今月は、学生生活の中で多くの方が悩む「友人関係」について紹介します。
- <友人関係の難しさ>
- 大学生活では、新しい出会いもあり、友人関係が広がっていく機会が多いものです。それが楽しいと感じる一方で、気を遣いすぎて疲れてしまったり、「本音を言えない」「距離の取り方がわからない」と感じたりすることもあります。相手の気持ちを考えるあまり、自分の意見を後回しにしてしまうことや、グループの中で孤立しているような感覚を持つこともあるでしょう。大学入学にあたり、環境の変化が大きく、これまでの人間関係と比べて戸惑う場面が増えるため、友人関係に悩む学生は少なくありません。思い悩むあまり勉強に集中できなくなるケースもあります。

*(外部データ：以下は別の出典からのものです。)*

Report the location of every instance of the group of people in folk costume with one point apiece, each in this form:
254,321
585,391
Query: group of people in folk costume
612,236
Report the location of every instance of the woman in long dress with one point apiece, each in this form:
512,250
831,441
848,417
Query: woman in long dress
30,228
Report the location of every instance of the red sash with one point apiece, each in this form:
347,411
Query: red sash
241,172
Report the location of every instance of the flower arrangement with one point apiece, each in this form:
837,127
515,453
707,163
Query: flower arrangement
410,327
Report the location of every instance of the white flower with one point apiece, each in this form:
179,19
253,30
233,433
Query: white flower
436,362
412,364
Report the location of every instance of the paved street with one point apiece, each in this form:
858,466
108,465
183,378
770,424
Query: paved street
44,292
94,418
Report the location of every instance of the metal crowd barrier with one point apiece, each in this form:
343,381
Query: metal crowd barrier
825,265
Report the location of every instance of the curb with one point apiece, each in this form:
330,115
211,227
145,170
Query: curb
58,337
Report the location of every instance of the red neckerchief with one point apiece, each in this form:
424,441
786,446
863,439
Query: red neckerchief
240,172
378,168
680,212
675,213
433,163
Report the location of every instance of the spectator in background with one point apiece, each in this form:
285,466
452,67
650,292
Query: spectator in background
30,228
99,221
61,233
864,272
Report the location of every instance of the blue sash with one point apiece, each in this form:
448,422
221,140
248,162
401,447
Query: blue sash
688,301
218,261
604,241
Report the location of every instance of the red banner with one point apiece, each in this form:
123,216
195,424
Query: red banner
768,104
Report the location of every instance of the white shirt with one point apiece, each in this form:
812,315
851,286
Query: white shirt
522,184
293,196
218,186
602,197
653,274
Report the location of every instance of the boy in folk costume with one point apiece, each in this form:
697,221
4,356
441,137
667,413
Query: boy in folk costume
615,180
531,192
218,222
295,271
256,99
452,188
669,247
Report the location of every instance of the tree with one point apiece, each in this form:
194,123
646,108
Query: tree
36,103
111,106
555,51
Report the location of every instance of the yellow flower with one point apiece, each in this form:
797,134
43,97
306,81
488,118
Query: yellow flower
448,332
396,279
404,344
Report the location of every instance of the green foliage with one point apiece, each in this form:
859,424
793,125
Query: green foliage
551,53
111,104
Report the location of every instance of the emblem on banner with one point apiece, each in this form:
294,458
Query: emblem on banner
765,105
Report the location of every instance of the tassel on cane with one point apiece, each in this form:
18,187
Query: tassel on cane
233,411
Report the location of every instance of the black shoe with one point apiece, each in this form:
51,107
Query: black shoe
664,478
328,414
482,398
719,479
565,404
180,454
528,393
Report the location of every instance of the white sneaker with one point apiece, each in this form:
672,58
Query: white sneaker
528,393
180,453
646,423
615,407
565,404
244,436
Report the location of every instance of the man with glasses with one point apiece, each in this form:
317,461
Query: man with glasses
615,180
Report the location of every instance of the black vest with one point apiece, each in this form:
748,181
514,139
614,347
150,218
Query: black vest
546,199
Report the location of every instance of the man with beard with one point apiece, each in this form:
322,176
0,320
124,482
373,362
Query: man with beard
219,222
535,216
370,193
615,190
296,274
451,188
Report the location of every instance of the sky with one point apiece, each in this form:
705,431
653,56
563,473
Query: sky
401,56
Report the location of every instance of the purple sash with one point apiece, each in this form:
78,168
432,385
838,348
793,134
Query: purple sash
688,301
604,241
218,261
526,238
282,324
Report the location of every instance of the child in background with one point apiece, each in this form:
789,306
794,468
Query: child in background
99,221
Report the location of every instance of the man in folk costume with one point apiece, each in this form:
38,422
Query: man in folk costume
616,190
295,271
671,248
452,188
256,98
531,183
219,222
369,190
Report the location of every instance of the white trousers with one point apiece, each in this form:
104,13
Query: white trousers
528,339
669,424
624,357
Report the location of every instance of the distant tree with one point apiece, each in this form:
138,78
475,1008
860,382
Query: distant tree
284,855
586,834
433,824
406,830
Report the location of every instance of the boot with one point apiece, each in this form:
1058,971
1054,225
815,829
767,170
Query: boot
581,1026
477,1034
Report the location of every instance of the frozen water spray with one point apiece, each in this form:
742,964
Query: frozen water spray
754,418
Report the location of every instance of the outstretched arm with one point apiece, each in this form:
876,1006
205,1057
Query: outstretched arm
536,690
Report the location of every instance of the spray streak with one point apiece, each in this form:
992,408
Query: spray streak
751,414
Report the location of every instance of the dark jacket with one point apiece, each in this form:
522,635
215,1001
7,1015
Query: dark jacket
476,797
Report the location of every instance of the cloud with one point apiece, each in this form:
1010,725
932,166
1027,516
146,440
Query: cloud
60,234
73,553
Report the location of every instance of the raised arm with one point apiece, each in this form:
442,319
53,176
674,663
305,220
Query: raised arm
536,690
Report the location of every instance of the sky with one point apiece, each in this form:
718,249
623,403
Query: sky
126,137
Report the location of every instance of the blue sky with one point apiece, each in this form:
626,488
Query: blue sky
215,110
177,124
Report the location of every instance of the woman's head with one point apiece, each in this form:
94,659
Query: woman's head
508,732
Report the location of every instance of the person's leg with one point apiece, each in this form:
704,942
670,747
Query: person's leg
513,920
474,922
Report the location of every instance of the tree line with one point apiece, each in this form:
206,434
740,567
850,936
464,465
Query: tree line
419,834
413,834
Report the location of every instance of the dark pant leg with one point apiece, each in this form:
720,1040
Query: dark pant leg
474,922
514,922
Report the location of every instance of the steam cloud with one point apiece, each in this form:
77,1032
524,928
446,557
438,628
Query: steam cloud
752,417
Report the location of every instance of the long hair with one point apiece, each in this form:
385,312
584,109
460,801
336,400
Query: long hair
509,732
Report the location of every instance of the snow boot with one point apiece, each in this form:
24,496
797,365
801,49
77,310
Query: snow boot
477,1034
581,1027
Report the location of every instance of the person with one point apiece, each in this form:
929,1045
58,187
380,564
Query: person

ですが、こうした悩みは特別なことではなく、多くの人が経験する自然なものです。まずは「悩んでしまう自分」を責めず、そのような気持ちが生まれることそのものを受け止めていくことが大切です。
- <友人との適切な距離感とは>
- 友人関係は「近すぎず、遠すぎない」心地よい距離感が大切です。無理に合わせようとすると自分に負担が大きくなり、逆に、距離を取りすぎると相手に誤解を与えてしまうこともあります。例えば、グループ活動で疲れたときには「今日は一人で過ごしたい」と伝えることも必要です。そして、相手が一人の時間を望んでいるときには、その気持ちを尊重することも大切です。自分のペースを大切にしつつ、相手の気持ちにも耳を傾ける姿勢が心地よい関係性づくりにつながります。
友人関係は「つくる」だけでなく、「育てる」ものです。自分の気持ちを少しずつ言葉にして伝える、相手の立場を理解しようとする、無理のない関わり方を続けるといった日々の積み重ねが、信頼関係を深める基盤になります。友人関係で悩んだり、関係の変化に不安を感じたりしたときは、一人で抱え込まず、大学の学生相談室を利用するのも一つの方法です。また、CO・OP学生総合共済に加入の学生・保護者の皆さまは、学生生活無料健康相談テレホン(24時間365日)にこころの相談をしてみるのもよいでしょう。臨床心理士などこころの専門家が話を伺います。誰かに胸の内を明かすことで、気持ちが整理されることもありますよ。